China's economic revival since the third quarter of 2012 should come as no surprise: as long as the government has room to wield expansionary monetary and/or fiscal policy, faster growth is always only a matter of time. But China's rapidly rising money supply and weakening fiscal position now threaten to change that for good.

BEIJING – Back in the last quarter of 2011, when the decline in China’s investment growth accelerated, concerns about a hard economic landing intensified, particularly given the authorities’ reluctance to pursue new expansionary policies. By May 2012, however, the government had changed its mind, with the National Development and Reform Commission approving ¥7 trillion ($1.3 trillion) in new projects. That, together with two ensuing interest-rate cuts by the People’s Bank of China (PBOC), guaranteed an end to the economic slowdown in the third quarter of 2012.
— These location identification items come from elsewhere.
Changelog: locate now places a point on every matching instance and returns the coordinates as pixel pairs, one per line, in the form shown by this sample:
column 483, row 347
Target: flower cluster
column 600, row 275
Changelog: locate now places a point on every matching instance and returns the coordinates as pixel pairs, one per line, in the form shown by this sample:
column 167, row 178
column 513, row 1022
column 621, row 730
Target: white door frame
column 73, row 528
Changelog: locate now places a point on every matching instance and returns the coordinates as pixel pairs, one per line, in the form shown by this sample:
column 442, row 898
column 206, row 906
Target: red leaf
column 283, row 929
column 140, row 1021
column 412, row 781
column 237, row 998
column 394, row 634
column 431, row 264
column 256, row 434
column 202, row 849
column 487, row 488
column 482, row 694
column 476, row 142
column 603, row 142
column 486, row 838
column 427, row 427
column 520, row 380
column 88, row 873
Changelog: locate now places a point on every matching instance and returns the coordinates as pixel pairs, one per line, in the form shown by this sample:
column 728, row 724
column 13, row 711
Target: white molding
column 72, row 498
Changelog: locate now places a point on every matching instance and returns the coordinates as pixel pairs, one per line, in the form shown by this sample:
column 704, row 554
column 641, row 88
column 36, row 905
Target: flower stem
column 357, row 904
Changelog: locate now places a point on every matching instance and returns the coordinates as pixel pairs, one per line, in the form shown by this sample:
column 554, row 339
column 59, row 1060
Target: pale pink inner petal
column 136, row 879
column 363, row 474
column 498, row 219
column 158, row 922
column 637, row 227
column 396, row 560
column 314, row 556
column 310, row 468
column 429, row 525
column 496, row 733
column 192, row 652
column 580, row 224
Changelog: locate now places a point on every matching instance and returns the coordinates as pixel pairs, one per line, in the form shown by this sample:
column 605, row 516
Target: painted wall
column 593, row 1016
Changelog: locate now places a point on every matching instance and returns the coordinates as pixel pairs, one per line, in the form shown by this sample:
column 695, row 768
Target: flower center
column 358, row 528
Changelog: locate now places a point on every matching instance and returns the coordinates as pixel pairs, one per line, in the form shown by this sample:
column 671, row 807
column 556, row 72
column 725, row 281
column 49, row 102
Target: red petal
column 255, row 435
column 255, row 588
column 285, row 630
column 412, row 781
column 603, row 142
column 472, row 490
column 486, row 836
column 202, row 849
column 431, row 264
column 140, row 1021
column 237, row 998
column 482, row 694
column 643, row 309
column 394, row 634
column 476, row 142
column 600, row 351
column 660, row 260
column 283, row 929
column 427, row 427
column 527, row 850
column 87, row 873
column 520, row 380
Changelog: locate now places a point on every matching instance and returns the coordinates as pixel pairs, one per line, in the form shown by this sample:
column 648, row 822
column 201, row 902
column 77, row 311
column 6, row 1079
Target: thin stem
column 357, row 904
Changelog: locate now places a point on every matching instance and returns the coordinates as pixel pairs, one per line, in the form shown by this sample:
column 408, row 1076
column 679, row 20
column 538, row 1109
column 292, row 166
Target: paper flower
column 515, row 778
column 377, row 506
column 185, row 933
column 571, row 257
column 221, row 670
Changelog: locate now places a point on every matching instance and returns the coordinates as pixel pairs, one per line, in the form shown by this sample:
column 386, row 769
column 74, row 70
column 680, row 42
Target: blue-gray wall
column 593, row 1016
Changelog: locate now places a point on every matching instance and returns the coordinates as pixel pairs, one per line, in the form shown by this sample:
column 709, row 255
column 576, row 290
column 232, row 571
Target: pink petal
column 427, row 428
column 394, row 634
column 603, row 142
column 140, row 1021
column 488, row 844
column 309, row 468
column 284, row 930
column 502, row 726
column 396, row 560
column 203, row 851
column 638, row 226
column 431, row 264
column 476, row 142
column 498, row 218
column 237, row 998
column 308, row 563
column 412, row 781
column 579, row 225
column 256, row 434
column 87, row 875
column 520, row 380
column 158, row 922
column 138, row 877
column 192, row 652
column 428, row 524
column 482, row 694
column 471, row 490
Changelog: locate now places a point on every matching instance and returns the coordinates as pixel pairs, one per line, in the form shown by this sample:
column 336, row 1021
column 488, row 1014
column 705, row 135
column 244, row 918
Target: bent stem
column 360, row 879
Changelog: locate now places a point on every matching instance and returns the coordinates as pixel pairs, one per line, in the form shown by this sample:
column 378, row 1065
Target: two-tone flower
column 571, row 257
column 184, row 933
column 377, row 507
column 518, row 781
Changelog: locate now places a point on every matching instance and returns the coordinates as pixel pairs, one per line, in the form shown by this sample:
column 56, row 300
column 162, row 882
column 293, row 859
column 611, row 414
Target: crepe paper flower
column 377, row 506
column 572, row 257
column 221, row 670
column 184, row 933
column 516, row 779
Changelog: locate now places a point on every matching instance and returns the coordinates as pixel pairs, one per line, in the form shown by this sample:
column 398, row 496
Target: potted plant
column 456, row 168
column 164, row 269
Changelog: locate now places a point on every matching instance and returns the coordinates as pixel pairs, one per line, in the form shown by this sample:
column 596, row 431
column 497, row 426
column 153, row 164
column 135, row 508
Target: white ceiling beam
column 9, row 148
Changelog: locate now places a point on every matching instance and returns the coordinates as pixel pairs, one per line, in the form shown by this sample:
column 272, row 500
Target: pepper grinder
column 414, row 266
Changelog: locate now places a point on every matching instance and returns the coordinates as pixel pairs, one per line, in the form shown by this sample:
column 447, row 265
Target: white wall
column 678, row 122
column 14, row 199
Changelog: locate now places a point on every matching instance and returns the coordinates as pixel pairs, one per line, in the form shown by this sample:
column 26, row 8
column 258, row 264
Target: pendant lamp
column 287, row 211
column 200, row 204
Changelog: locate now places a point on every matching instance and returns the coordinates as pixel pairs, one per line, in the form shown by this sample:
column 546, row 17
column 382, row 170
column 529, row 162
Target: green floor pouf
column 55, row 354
The Chinese economy’s performance has thus maintained the cyclical pattern familiar from the past two decades: rapid investment growth, supported by expansionary policy, drives up the economic-growth rate. Inflation follows, so policy is tightened and growth slows. But inflation remains high or rising, so more tightening is imposed. Inflation falls at last, but growth slows more than desired, owing to the overcapacity that resulted from excessive investment in the earlier phase of the cycle. At this point, policy becomes expansionary again, and the cycle begins anew: led by investment growth, the economy rebounds.

Thus, the acceleration of economic growth since the third quarter of 2012 should come as no surprise. With the government still having room to wield expansionary monetary and/or fiscal policy, the economic revival was only a matter of time.